The Award Lifecycle

Begin to write the proposal

A proposal is made up of multiple components that vary according to sponsor and RFP requirements. Whether writing a proposal for a research project, to develop a program, to participate in a fellowship, or to purchase equipment, there are some common elements for planning, organizing and completing the entire proposal. 

  • Develop a timetable for your writing process. Give yourself time to prepare the most competitive package possible.
  • Start your template based on the sponsor’s review criteria.
  • Refer to agency strategic plans and writing guides.
  • Follow the sponsor guidelines closely. Know the requirements—and limitations—for all proposal components.
  • Some sponsors suggest writing a proposal is like writing a story.
  • Read successful proposals.

1. Timetable

In The Art of Grantsmanship, Jacob Kraicer outlines a timetable for writing a grant proposal that begins a year before a proposal deadline. It begins with developing the idea, reviewing literature, and preparing a team. At 9 months, the PI begins to obtain preliminary data, with local university funds if available.  At 6 months, preparation of the initial drafts of the proposal begins.  At 2 months, the guidelines and RFPs should be available so that you can begin to prepare your proposal in response to the sponsor’s specific requirements and begin to develop the budget. Within 1 month of the deadline, have others review the narrative to provide feedback. The PI then has time to consider the feedback and to revise as necessary.

2. Writing Template 

One good way to begin the narrative is to copy and paste the sponsor’s review criteria or selection criteria into your document.  This will help to ensure that all of the required elements are included and developed throughout the proposal writing process. 

3. Agency Guides

Many agencies offer writing guides specific to their needs and general proposal requirements. Federal agencies often provide writing guides, conferences, and webinars to help foster the submission of proposals that align with their priorities and strategic plans. Taking advantage of these resources is a good practice for successful investigators.

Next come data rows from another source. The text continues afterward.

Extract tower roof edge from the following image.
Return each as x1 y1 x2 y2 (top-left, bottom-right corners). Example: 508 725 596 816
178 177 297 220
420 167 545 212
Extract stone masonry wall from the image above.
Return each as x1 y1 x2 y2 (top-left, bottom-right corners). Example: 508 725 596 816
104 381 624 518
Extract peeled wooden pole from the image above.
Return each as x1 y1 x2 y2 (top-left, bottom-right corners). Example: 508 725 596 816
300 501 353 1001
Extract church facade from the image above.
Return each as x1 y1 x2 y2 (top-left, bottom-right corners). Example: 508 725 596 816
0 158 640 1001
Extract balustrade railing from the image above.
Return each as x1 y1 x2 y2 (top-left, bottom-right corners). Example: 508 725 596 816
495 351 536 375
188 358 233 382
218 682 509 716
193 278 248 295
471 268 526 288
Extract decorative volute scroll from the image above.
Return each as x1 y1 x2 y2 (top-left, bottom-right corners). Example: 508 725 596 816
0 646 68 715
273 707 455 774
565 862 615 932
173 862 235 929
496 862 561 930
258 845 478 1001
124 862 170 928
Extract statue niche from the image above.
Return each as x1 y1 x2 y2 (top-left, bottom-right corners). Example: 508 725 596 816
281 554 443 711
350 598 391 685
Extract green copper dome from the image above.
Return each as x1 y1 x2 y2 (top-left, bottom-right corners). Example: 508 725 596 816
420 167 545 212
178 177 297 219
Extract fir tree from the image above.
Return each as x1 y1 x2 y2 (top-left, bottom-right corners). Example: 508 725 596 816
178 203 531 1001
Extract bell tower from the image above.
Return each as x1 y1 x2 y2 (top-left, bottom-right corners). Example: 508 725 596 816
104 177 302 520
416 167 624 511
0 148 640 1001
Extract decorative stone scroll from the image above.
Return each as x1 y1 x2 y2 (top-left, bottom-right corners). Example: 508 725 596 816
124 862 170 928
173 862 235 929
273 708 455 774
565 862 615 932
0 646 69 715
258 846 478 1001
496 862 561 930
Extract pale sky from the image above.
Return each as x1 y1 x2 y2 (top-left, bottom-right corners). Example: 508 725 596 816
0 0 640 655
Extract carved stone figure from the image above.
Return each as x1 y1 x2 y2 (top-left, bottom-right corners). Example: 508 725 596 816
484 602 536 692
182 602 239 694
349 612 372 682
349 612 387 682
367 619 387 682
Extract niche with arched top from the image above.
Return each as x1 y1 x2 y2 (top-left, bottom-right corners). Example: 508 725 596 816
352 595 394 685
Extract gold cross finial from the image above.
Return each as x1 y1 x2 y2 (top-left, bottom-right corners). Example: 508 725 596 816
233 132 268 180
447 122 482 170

Guidelines and proposal suggestions differ across research projects, program grants, and fellowships. See Useful Links for additional assistance to appropriately tailor your proposal.

4. Sponsor Guidelines

When preparing your proposal, be sure to read the sponsor guidelines thoroughly.  Requirements for both the narrative and for the budget (such as Project Directors’ meetings in Washington, DC, for some federal awards) will be included in the guidelines.  Look for webinars of FAQs offered by the agency to clarify important elements of the proposal.

5. Writing Tips

  • If you are concerned whether your idea meets agency priorities/interests, contact the appropriate Program Officer as identified in the guidelines.  The Program Officer may ask you to email them a brief (1 page or less) description of your project. 
  • Search the RFP for words such as “require,” “must,” and “should” so that you are sure to include specific agency requirements in your proposal.
  • Avoid the use of weak words.  Instead of “we hope…,” “we might…”, or “we may…”, consider stronger formulations such as “we expect…”  It is also a good idea to identify contingency plans if a portion of the research does not pan out as expected.
  • Use any required agency formatting guidelines for font and margins from the beginning of the process.
  • Obey the Three Cs—Concise, Clear, and Complete (Bourne & Chalupa, see Useful Links)

6. Successful Proposals

If you are just beginning the grant proposal process, obtain copies of successful proposals when possible. You might ask senior colleagues in your department for a copy of a successful proposal. Use agency websites to identify previous awardees and abstracts; contact the PI to ask if they are willing to share their successful proposal.